How great, these poems are so beautiful, so meaningful... a real delight. Rated and very happy to have met you and your favourite poets.
This speaks to Iran as you say, and to the lands in our souls perhaps as well - love this portion:

"And the heart of the garden is swollen under the sun.
And the mind of the garden is slowly, slowly
draining of green memories."

peece,
davidj
Thank you for the Forugh Farrokhzad - beautiful. And thank you for reading my haiku because that brought me these poems.
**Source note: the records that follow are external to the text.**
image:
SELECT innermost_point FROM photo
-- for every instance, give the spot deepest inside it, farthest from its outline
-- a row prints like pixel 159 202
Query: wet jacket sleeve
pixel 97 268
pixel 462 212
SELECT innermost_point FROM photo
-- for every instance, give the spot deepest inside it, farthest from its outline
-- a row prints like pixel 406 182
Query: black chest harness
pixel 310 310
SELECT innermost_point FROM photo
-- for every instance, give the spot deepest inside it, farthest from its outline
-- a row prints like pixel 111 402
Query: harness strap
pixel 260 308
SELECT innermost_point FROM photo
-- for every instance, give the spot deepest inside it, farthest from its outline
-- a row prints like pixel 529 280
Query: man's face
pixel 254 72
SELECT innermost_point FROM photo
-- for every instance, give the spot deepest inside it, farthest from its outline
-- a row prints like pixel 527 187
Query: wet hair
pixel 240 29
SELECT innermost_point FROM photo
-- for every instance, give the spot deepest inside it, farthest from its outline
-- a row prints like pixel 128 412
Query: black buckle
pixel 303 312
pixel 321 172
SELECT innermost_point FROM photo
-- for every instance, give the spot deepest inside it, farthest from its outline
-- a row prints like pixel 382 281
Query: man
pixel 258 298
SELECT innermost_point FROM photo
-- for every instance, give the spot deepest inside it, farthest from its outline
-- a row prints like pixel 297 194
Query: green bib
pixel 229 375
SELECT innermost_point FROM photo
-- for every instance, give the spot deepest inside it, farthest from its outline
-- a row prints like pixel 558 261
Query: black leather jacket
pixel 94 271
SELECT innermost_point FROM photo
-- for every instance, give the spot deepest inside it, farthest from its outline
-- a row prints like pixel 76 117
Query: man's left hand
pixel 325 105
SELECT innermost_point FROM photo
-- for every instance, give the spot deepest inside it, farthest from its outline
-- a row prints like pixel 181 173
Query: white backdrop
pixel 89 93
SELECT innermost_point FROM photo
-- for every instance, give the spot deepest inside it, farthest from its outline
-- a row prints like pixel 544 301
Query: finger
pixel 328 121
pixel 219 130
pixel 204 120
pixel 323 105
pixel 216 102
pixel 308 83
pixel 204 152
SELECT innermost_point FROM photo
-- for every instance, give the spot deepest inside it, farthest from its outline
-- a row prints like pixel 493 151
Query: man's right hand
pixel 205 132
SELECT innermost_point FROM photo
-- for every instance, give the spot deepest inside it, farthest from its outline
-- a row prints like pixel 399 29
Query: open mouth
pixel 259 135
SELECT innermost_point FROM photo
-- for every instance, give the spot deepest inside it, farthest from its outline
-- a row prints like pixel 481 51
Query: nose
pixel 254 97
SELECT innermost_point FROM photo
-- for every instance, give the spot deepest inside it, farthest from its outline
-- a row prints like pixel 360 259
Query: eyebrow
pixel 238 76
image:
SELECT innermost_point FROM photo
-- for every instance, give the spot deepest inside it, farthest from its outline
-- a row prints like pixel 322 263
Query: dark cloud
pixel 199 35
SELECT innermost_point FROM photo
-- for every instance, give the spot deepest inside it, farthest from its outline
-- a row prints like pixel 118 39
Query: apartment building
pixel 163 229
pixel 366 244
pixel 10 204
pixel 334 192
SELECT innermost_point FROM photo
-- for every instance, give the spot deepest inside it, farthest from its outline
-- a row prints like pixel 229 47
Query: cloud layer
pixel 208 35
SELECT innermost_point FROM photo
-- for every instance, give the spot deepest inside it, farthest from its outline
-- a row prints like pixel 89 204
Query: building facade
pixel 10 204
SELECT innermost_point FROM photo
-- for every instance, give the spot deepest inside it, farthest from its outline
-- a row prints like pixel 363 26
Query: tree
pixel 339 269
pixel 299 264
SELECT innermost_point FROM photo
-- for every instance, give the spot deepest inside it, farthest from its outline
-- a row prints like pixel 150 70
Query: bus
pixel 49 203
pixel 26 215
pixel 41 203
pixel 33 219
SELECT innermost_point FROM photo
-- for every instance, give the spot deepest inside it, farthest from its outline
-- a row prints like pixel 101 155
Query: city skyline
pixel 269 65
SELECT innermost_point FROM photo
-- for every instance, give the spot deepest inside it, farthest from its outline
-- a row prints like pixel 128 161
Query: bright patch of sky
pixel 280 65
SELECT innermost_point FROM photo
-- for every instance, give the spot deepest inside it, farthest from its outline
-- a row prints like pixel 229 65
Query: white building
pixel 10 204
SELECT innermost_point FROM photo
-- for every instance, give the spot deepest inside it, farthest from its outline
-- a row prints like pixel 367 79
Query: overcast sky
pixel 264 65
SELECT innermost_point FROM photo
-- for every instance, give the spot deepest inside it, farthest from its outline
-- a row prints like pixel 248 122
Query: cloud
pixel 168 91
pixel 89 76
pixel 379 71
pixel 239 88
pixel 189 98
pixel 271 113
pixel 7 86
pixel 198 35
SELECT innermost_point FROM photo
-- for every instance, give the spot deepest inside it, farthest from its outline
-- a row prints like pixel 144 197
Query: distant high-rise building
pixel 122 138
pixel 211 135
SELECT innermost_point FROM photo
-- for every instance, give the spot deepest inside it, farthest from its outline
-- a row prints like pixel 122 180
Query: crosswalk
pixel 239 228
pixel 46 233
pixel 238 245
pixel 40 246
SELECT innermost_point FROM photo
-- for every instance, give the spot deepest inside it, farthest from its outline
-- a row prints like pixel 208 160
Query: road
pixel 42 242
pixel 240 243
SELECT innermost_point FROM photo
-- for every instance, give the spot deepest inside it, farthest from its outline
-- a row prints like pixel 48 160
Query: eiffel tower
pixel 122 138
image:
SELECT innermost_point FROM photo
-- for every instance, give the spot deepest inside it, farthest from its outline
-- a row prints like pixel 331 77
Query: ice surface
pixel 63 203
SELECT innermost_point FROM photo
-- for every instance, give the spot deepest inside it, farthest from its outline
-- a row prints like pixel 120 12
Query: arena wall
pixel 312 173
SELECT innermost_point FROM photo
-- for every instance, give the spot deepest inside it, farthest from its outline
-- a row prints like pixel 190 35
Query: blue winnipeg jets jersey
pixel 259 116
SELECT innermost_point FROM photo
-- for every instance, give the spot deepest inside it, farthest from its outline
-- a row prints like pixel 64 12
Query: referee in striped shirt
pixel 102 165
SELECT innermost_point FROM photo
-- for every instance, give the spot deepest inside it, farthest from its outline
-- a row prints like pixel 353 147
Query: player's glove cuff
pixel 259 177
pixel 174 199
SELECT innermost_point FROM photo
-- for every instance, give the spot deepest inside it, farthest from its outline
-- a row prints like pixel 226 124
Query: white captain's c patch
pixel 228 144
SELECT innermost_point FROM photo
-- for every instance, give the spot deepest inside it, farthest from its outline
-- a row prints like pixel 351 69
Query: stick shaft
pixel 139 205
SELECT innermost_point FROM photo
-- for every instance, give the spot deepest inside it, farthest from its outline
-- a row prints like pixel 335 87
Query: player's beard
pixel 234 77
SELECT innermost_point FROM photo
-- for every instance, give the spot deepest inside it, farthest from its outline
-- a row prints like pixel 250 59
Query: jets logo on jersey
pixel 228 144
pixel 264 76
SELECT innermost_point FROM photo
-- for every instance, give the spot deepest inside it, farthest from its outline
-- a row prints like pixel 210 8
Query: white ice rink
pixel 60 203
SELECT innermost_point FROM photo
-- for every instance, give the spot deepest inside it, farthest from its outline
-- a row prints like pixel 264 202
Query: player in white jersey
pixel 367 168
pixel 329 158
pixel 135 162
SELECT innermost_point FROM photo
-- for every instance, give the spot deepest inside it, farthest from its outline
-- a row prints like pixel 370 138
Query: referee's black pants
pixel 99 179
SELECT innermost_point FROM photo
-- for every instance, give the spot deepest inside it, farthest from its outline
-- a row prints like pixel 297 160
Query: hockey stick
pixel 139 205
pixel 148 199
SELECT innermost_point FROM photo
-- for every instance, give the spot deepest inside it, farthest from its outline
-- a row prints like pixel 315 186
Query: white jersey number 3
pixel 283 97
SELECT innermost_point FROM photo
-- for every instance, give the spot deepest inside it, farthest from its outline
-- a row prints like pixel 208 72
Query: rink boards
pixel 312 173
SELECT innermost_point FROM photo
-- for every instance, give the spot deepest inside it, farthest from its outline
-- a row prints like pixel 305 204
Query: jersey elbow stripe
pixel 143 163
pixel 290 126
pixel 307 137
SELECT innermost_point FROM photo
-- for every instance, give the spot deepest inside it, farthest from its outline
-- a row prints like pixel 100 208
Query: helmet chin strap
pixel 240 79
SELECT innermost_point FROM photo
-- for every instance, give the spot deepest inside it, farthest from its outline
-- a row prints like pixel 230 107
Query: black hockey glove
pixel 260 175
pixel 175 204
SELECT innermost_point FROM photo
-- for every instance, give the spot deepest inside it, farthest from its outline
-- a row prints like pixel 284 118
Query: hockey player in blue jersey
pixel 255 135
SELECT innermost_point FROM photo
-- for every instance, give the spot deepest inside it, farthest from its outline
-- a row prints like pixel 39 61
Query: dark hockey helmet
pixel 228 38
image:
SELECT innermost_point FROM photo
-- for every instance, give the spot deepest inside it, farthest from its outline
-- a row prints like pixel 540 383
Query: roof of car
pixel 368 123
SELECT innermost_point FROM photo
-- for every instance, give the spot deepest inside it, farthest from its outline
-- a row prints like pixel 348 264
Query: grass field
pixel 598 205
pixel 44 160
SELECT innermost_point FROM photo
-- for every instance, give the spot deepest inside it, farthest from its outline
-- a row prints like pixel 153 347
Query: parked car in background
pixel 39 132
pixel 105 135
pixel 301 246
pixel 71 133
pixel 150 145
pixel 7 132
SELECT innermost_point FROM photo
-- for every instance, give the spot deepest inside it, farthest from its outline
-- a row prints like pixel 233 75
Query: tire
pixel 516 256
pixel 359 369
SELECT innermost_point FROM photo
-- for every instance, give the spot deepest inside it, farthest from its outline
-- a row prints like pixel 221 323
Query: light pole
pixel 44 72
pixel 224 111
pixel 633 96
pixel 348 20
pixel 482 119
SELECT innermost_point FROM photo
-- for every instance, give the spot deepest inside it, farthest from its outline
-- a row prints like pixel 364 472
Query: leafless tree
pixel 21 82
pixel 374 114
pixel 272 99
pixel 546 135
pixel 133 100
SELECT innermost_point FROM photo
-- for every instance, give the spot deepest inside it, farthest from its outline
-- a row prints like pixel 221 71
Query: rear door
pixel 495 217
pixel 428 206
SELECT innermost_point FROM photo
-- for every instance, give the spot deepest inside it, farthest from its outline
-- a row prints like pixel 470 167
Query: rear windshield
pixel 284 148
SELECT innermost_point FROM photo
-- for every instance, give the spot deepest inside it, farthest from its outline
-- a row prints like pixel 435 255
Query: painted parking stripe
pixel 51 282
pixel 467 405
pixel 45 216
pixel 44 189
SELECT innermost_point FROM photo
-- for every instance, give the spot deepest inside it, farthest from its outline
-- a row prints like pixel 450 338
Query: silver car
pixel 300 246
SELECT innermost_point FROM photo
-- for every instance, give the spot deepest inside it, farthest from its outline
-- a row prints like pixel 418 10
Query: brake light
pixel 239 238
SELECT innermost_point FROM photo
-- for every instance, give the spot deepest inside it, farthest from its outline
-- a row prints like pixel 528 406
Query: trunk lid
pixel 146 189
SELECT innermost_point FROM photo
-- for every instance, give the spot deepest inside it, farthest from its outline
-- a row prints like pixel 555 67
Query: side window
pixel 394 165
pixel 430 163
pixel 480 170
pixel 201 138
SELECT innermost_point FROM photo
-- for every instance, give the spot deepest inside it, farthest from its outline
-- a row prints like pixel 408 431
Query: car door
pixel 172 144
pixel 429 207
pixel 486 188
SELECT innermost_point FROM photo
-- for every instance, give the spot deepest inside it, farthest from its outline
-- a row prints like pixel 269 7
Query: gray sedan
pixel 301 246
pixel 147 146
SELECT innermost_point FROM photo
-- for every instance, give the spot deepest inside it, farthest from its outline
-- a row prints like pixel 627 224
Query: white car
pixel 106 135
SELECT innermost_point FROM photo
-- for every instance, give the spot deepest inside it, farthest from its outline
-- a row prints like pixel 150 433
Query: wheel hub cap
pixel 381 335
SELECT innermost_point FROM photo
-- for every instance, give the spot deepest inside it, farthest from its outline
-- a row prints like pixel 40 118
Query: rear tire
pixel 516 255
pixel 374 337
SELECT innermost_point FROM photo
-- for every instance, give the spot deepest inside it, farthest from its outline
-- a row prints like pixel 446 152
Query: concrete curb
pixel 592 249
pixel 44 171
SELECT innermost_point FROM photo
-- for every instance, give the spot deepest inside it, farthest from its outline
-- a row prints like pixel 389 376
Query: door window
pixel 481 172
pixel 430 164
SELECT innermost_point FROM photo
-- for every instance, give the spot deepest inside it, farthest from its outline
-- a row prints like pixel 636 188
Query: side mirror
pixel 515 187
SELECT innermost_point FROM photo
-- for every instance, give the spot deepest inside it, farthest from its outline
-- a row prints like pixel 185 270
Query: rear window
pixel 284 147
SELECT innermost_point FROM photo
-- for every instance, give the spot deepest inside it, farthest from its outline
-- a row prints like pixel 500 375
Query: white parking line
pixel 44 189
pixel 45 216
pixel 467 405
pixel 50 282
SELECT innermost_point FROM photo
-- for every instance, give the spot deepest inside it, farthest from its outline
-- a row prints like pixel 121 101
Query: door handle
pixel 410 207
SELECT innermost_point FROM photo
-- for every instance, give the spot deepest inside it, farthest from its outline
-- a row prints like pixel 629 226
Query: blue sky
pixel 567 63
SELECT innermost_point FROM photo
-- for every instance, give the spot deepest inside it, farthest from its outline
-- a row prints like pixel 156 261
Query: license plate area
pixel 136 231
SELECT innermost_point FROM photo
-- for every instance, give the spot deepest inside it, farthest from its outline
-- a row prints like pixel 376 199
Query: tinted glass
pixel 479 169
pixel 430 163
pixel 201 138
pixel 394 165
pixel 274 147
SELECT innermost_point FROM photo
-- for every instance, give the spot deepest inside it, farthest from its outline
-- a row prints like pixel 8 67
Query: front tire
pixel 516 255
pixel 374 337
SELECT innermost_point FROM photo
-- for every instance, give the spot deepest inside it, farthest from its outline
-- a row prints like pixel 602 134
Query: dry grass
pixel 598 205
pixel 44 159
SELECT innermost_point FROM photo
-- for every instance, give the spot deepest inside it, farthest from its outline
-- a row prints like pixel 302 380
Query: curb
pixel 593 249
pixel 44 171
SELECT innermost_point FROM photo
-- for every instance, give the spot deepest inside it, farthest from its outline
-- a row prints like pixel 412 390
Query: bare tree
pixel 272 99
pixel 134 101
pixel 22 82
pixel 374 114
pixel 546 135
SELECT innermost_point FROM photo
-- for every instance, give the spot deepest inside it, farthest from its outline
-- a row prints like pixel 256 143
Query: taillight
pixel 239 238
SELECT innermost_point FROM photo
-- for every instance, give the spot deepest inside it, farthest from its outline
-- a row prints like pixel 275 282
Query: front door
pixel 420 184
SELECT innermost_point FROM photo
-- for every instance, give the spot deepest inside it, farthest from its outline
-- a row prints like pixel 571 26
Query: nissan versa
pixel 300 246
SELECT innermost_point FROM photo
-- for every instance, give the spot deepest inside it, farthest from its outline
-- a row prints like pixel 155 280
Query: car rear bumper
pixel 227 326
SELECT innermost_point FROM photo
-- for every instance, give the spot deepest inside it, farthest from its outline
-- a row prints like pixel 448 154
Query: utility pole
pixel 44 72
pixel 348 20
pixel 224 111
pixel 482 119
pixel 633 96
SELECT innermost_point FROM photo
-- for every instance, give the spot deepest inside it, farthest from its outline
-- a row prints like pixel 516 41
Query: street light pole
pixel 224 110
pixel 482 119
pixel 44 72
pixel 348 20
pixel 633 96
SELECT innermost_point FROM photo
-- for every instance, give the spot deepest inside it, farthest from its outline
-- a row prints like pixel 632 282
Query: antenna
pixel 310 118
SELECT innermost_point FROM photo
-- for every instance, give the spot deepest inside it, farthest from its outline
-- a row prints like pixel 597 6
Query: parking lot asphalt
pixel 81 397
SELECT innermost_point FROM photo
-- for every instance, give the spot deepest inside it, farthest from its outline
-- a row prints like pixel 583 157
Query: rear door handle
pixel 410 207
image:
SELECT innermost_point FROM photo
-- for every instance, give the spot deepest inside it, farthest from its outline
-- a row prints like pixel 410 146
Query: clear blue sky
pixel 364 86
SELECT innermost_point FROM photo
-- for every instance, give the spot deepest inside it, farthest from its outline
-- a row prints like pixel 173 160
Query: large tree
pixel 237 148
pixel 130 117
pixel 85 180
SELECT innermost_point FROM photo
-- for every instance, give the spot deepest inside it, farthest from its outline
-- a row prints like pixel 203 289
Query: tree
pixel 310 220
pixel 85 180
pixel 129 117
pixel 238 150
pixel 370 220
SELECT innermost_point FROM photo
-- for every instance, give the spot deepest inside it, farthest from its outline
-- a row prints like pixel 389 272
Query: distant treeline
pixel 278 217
And I've always loved Wallace Stevens. On lovely, lazy mornings I always think of this: " Complacencies of the peignoir, and late
Coffee and oranges in a sunny chair"

Oh, this is long, I'm sorry, but I want to share with you one of my favorite Stevens' poems - it's called The Poems of Our Climate and the last four lines haunt me on a regular basis:

I
Clear water in a brilliant bowl,
Pink and white carnations. The light
In the room more like a snowy air,
Reflecting snow. A newly-fallen snow
At the end of winter when afternoons return.
Pink and white carnations - one desires
So much more than that. The day itself
Is simplified: a bowl of white,
Cold, a cold porcelain, low and round,
With nothing more than the carnations there.

II
Say even that this complete simplicity
Stripped one of all one's torments, concealed
The evilly compounded, vital I
And made it fresh in a world of white,
A world of clear water, brilliant-edged,
Still one would want more, one would need more,
More than a world of white and snowy scents.

III
There would still remain the never-resting mind,
So that one would want to escape, come back
To what had been so long composed.
The imperfect is our paradise.
Note that, in this bitterness, delight,
Since the imperfect is so hot in us,
Lies in flawed words and stubborn sounds.
consonants...I love that: "delight...lies in flawed words and stubborn sounds" He's great isn't he!